Congratulating your child is essential. Except that with our busy schedules, it is easy to forget the small everyday successes and focus only on the expected ones (progression to the next class, end of year show, etc.). A trend called “inchstones” reminds us of the value of celebrating all achievements – even the smallest.
Celebrate the “inchstones”, what for?
It was the Pinterest platform that spotted this emerging trend on the Internet. She explains that more and more parents are doing research to learn how to “celebrate“the small steps taken by their children.
Indeed, between September 2021 and August 2023, searches on the platform for “fis my first tooth” climbed 40%, and those on “end of school year party ideas” or “ideas for celebrating monthly milestones” jumped 90%.
Mini successes which turn out to be diverse and varied (being clean, eating by yourself, losing your first tooth, baking your first cake…) but which seem beneficial for toddlers and adults alike.
Celebrate the moment, whatever the child’s pace
While celebrating these small stages of development is a good thing, the concept might not be as new as it seems, says educator Kristene Gerring in an interview with HuffPost.
“Originally, I believe the term was used more by parents of children with special needs.”she said. “Because typical big achievements can take much longer to achieve, and because so much effort goes into these accomplishments, celebrating milestones along the way is a way toe talk about the joy the parents felt when they saw these small achievements“she informs.

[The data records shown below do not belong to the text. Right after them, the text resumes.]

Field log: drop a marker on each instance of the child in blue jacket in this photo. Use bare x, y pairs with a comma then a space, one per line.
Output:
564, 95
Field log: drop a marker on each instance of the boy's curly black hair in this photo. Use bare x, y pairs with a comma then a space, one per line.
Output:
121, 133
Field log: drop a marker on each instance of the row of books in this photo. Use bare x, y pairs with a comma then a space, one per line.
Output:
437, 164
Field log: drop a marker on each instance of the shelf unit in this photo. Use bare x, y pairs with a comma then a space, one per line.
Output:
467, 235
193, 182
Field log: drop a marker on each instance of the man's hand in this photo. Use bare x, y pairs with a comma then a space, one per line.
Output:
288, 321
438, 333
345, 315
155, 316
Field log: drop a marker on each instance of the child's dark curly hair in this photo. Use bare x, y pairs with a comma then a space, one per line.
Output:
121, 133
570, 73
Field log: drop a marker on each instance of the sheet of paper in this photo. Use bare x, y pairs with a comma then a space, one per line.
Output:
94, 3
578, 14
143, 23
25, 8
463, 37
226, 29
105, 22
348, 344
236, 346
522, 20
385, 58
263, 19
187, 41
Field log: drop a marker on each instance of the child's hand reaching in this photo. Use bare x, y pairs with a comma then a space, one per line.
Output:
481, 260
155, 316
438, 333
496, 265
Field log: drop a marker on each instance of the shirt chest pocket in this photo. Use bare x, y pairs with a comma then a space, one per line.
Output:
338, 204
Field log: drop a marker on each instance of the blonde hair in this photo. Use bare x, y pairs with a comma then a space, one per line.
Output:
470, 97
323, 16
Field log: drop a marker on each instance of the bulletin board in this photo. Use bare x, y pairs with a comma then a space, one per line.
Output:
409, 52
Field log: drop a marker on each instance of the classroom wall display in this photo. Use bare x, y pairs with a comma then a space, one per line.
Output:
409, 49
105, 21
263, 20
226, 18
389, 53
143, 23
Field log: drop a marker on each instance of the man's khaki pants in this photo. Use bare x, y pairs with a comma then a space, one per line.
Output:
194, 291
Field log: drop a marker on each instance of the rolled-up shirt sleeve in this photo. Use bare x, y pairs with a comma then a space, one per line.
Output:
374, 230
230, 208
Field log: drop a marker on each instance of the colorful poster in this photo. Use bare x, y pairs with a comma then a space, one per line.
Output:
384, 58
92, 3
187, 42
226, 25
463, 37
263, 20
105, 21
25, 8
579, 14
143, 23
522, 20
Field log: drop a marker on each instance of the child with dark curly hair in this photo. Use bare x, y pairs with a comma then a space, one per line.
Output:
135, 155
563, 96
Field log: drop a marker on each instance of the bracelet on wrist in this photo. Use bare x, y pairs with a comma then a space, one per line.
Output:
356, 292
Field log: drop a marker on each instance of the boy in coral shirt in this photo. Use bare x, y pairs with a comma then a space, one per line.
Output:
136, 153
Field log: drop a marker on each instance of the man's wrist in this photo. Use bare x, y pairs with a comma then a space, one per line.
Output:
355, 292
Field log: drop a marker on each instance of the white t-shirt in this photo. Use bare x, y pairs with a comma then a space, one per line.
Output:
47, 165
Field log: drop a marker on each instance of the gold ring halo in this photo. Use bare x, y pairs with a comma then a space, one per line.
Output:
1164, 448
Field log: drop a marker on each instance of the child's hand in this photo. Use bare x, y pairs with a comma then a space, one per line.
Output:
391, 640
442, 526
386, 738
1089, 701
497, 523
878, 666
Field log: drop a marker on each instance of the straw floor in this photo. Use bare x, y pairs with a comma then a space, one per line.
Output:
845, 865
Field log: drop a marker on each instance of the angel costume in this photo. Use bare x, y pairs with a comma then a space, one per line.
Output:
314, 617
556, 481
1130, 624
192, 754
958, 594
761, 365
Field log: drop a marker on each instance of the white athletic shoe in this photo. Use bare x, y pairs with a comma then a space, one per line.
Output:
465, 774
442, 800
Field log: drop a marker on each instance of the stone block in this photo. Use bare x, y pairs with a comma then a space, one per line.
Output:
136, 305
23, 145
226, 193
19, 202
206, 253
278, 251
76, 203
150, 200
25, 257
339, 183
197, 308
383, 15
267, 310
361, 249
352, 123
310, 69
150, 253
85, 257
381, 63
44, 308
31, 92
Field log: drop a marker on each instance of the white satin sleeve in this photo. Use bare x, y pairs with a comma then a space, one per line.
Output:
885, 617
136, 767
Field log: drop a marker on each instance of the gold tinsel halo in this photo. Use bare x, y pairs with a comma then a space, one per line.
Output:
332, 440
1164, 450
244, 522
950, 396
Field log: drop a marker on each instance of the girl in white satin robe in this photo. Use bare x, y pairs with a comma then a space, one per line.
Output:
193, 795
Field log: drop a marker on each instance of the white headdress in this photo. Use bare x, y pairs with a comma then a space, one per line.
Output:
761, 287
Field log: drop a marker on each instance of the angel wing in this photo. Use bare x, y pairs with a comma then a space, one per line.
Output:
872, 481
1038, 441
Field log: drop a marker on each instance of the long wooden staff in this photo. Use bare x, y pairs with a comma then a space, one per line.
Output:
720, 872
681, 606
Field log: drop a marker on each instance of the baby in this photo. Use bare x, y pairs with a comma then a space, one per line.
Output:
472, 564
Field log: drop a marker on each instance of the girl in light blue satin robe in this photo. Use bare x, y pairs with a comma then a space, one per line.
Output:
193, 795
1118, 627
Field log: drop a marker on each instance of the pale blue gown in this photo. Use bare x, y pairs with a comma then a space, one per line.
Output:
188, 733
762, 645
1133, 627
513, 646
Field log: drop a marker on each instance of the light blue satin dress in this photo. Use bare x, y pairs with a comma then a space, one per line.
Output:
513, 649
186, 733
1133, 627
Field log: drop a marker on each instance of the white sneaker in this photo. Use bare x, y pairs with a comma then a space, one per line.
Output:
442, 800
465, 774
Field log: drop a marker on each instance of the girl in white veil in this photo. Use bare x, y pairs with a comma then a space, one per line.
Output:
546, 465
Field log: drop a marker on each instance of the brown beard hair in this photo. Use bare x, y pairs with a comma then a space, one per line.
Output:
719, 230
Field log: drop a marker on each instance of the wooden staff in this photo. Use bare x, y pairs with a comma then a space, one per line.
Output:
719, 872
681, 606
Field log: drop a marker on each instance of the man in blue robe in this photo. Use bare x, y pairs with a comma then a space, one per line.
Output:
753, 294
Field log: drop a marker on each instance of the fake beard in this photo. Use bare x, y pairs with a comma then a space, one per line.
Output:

The expert specifies that these micro successes, such as crawling instead of walking, help lead the child to the next level.
“These moments are incredibly important for these parents (of children with special needs), because it is a way to define and see the progress of their child, regardless of the pace at which they progress”, adds Kristene Gerring. Now, this practice has evolved, it “has more to do with the little moments in each child’s life, whatever their developmental path.”
On the other hand, be careful not to fall into the opposite excess: if praise focused on effort encourages children to learn from their failures/errors, praise based on “inherent talent or unavoidable event” are to be avoided. For example, if your child comes back with a gift from school – and not a gift made by him – there is no need to congratulate him.
“The celebration would no longer have meaning for the child and he would lose the ability to distinguish the value of this effort.warns the expert.